#SupportLocal, but Locals are Unsupported?

by: Jana Maisei Venigas || Photo Credit: Tiffany Afable

Squid Game, directed by Hwang Dong-hyuk, premiered in September 2021 and quickly became popular among Filipino viewers—ranking first on the Top 10 List of Most Watched Titles. Following this, the most Googled 2021 South Korean dramas were: True Beauty, Vincenzo, Nevertheless, Hometown Cha-Cha-Cha, and many more. This only goes to show the appreciation Filipino viewers have for South Korean dramas, but some are willing to burst this bubble. 

In the budget hearing for the Film Development Council of the Philippines (FDCP), Senator Jinggoy Estrada expressed banning Korean dramas or K-dramas, as he observed a lack of support for locally made films.
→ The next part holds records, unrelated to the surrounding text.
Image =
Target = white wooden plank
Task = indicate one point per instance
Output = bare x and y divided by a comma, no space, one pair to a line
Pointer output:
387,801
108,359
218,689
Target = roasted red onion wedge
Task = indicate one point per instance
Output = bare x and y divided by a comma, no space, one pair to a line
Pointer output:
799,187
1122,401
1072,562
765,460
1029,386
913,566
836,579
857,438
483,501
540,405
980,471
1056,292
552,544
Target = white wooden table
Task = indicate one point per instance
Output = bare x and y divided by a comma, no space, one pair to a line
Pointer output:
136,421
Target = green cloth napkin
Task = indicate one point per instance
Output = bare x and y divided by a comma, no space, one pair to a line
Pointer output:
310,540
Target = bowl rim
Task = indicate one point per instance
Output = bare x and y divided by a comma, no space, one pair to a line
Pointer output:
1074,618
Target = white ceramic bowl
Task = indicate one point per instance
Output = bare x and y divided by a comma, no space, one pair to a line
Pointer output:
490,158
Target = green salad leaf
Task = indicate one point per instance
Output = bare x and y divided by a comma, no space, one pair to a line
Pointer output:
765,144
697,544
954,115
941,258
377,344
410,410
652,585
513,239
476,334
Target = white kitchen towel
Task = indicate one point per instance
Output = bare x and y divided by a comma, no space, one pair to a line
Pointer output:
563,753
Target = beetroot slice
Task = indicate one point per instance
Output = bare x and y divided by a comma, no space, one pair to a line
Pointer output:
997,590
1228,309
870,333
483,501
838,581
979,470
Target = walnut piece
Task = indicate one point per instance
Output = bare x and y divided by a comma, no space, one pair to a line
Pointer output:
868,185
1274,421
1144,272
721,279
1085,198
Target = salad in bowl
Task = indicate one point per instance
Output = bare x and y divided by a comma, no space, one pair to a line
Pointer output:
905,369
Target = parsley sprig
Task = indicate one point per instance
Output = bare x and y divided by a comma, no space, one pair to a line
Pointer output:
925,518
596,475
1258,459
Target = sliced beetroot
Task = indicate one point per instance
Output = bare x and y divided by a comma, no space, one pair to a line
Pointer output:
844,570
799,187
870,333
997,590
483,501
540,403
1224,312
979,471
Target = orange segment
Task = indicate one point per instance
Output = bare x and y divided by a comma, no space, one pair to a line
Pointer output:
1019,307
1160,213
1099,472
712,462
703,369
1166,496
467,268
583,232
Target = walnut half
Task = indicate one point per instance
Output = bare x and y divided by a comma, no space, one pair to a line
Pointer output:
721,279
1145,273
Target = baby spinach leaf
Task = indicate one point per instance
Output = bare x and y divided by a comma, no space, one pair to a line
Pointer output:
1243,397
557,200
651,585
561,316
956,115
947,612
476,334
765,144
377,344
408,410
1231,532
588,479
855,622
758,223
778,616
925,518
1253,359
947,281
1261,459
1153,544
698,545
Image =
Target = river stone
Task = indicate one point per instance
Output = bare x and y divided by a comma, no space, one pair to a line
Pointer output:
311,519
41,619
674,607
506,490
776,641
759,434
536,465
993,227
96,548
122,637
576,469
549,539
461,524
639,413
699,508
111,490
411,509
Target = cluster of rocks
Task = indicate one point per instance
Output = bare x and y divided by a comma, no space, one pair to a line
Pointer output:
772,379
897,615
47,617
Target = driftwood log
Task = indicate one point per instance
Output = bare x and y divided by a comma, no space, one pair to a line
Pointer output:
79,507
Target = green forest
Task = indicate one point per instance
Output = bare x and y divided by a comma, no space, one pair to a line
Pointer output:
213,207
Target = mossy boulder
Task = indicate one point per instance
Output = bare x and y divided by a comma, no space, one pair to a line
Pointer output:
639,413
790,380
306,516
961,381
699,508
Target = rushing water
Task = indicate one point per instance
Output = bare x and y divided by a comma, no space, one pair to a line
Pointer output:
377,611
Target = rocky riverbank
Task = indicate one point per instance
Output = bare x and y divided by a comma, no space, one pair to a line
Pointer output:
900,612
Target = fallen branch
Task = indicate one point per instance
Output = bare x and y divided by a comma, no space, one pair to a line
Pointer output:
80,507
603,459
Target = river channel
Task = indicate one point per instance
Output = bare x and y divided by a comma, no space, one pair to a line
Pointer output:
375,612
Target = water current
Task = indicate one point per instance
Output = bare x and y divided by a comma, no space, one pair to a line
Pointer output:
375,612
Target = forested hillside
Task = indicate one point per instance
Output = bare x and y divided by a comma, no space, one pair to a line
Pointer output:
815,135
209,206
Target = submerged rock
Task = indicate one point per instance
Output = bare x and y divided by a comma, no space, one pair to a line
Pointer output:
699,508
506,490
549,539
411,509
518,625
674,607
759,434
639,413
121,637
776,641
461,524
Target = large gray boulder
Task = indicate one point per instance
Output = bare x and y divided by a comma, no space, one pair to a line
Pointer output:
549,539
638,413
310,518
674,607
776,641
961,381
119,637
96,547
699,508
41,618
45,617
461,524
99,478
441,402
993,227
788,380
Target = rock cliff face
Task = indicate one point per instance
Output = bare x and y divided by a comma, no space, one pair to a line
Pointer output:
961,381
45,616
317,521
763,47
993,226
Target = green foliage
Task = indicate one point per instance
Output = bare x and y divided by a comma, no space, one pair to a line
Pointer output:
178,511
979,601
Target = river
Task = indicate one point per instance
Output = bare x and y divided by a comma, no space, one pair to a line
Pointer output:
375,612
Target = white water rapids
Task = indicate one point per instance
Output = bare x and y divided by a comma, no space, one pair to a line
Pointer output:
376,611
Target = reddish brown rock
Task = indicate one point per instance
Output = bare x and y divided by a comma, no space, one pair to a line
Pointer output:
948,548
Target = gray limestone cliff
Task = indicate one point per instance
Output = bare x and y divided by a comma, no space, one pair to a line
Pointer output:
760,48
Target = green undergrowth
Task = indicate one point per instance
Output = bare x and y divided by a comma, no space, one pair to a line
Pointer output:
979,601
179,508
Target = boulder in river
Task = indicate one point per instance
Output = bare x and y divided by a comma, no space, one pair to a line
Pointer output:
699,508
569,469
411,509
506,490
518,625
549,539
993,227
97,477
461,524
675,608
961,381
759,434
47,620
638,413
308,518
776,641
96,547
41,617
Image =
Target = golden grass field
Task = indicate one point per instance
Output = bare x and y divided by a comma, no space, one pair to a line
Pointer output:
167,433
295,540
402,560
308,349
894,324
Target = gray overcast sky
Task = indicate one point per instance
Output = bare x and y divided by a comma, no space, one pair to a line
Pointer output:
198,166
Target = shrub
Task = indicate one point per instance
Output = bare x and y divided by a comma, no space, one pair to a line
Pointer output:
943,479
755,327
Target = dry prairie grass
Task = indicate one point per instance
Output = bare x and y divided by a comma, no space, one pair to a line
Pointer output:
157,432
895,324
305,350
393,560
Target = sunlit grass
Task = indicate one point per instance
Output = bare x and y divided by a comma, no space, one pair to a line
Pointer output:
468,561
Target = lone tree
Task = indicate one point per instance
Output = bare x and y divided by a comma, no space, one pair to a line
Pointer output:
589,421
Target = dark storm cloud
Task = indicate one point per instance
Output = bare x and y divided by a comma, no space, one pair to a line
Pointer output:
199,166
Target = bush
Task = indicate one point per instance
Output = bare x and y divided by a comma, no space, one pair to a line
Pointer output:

While it is not a hidden fact that our entertainment industry produces a string of films and shows that sometimes falls flat among local viewers, this is not due to competition from foreign films. 

Filipinos won’t embrace local films. They just won’t have a choice.

Estrada believes that by reducing competition, or international film imports, we can promote local entertainment to its home consumers: the Filipinos. But this is not the case. Left to a narrow number of films and shows, the diversity of the entertainment we consume and create will diminish.

Rather than looking up to quality international production, we are looking myopically into ourselves; into the lousy scriptwriting, lackluster acting, and poorly-shot Philippine soap operas. In fact, forcing people to consume entertainment from solely their home country will not push them to foster a love for it, but would instead just reduce their choices, which seems to be a trend among our lawmakers.

#SupportLocal, but Locals are Unsupported?

The substandard quality of our entertainment is not due to the lack of talent among our Filipino scriptwriters, actors, and directors, but rather to the lack of support they receive. Many indie-quality films have the potential to compete internationally, but they are indie for a reason. The crews of these films are on their own, with meager funding to start with. Despite the flourishing talent present in many of our Filipino creatives, testing the waters and getting experimental through film is risky.

The difference between the Filipino film industry and that of South Korea and other countries is its government’s neglect of the former. Instead of nourishing creativity and allowing Filipino viewers to organically embrace locally-produced entertainment, we are stunting the growth of our filmmakers and suffocating those who wish to consume good cinema. Moreover, our film creatives are scouring to get by, unable to reach their utmost potential because their government does not allow them to shoot for the stars. On top of that, Filipino viewers also sense a class barrier when it comes to viewing. With theater visits at an inaccessible price for some, the déclassé soap operas streamed on TV take up a large percentage of the films viewed by the masses.

After Estrada received heaping backlash from K-drama fans for his comments in the FCDP hearing, he later clarified that he did not actually mean to ban K-drama or foreign films in general, but wished that Filipinos would have the same passion for local films. Still, if he intended to appreciate local creatives, he should have realized that the best support for the industry comes from the government, whether that be through cutting taxes, increasing funding for scriptwriters, directors, and actors, and lowering theater ticket prices. 

Our film industry will never flourish in the entrapping grips of protectionism. Much like how a flower wilts when deprived of water, our aspiring artists cannot produce quality films that Filipinos will genuinely watch and love when they have to worry about putting food on the table.